If Tesla CEO Elon Musk’s legal team can demonstrate that Twitter misled its users by failing to disclose the actual number of bots or spam accounts on its platform, the Parag Agrawal-led company could be held liable for fraudulent disclosure in its filing with the US Securities and Exchange Commission (SEC). And Musk agrees.
A follower wrote to Musk in a tweet that, according to SEC Rule 10b-5, Twitter “can be liable for omissions of or misleading material facts. Waiving due diligence does not mean you have to accept a fraudulent disclosure (understated bots)”.
Musk replied: “Exactly”.
Plaintiffs (including the SEC) must demonstrate manipulation or deception (via misrepresentation and/or omission) among other rules in order to establish a claim under Rule 10b-5.
The Tesla CEO cancelled the $44 billion Twitter takeover because he did not believe Agrawal’s claims about the actual number of bots on the platform.
When Musk threatened to cancel the $44 billion Twitter acquisition, the microblogging platform revealed that it suspends over 1 million spam accounts every day.
The one million figure includes accounts that are filtered out as they try to join the platform and are thus never counted as daily users.
The new figure was a doubling of the previous update.

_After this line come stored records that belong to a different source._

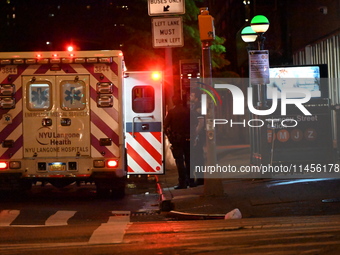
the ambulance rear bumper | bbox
[0,168,126,181]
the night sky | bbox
[0,1,130,51]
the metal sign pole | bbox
[202,41,223,196]
[198,7,224,196]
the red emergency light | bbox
[151,71,161,81]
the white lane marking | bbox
[45,210,77,226]
[0,210,76,227]
[88,211,131,244]
[0,210,20,226]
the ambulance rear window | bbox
[28,83,51,110]
[61,81,86,110]
[132,86,155,113]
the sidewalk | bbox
[157,146,340,219]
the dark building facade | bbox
[203,0,339,79]
[200,0,339,146]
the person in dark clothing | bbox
[164,95,196,189]
[190,89,205,186]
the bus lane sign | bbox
[148,0,185,16]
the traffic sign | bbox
[148,0,185,16]
[152,17,183,48]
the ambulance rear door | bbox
[23,75,90,158]
[124,71,164,174]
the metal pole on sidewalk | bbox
[198,7,223,196]
[202,42,224,196]
[165,47,174,110]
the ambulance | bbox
[0,50,164,198]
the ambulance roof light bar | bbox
[67,45,75,57]
[0,50,122,65]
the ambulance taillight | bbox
[93,159,118,168]
[0,162,8,170]
[107,160,118,168]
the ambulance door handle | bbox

Agrawal stated in May that spam account suspensions were at 500,000 per day.
Since 2014, Twitter has stated in its quarterly results that it believes its spam account problem accounts for less than 5% of its daily active users, a figure Musk never believed.
There are just under 230 million daily active users on the microblogging platform.
The Musk-Twitter feud has now reached the courtroom, with a US district judge ordering that the trial begin in October.
The trial will last five days, which is longer than Twitter requested but shorter than Musk requested. The exact dates have yet to be determined.
According to a recent report, Musk intends to sue a microblogging site in order to cancel the deal.